Дверь снова распахнулась. Нанни отыскала ружье. Она улыбнулась мне. Только тогда я заметила, что все еще глажу шкуру на стене, и отдернула руку.
– Многие бы хотели повесить на стену такую шкуру, – сказала Нанни.
Не знаю, что на меня в тот миг нашло. Я не вспоминала об этом с тех пор, как покинула Синюю бухту, но рот словно сам раскрылся, и я спросила:
– А знаешь, что висит на стене у нас дома?
Нанни посмотрела на меня с любопытством.
– Плавник русалки! – выпалила я и почувствовала, как воздух наполняет мои легкие так, что рубашка на груди становится тесной.
Нанни снова улыбнулась, будто я сказала глупость.
– Я хотела сказать, кусок плавника, – поправилась я.
– Кто тебе такое наврал? – спросила Нанни.
Она села на скамейку и принялась осматривать ружье.
– Никто мне не врал, он там висит, и все, – ответила я. – Я сама клеила камушки на рамку.
Она кивнула, продолжая улыбаться.
– Русалка попалась к папе в сети, – объяснила я. – Она была еще маленькая.
Нанни положила ружье на колени, посмотрела на меня и сказала:
– Сири, русалок не бывает.
Я рассмеялась: на этот раз Нанни сморозила глупость, а не я.
– Откуда же тогда плавник, если их нет? Ха-ха! Об этом-то ты не подумала!

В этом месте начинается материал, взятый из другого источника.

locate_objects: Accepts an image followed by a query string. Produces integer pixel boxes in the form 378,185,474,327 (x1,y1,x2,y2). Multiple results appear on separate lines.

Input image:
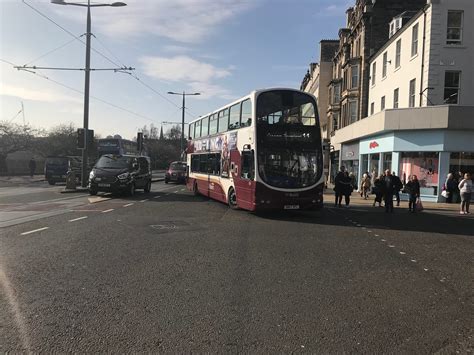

– Просто отец решил над тобой подшутить, – сказала Нанни почти с раздражением. – Ты что, не понимаешь?
– А вот и нет! Я сама видела. Он вернулся из плавания и все нам рассказал. Вовсе это был не розыгрыш.
Нанни вздохнула и закатила глаза. Тогда я уперла руки в бока.
– Мне лучше знать, когда мой папа шутит, а когда нет.
– Ну, тогда он просто придурок, – пробормотала она.
– Что?
– Может, он и не хотел шутить, откуда мне знать, – пожала плечами Нанни. – Но я точно знаю: русалок не существует, это тебе не птицы, не рыбы и не волки. Так что, если твой отец, вернувшись из плавания, всерьез рассказывал о том, что видел русалку, то он просто придуривался. Да пойми же это, и нечего нам с тобой ссориться из-за пустяков.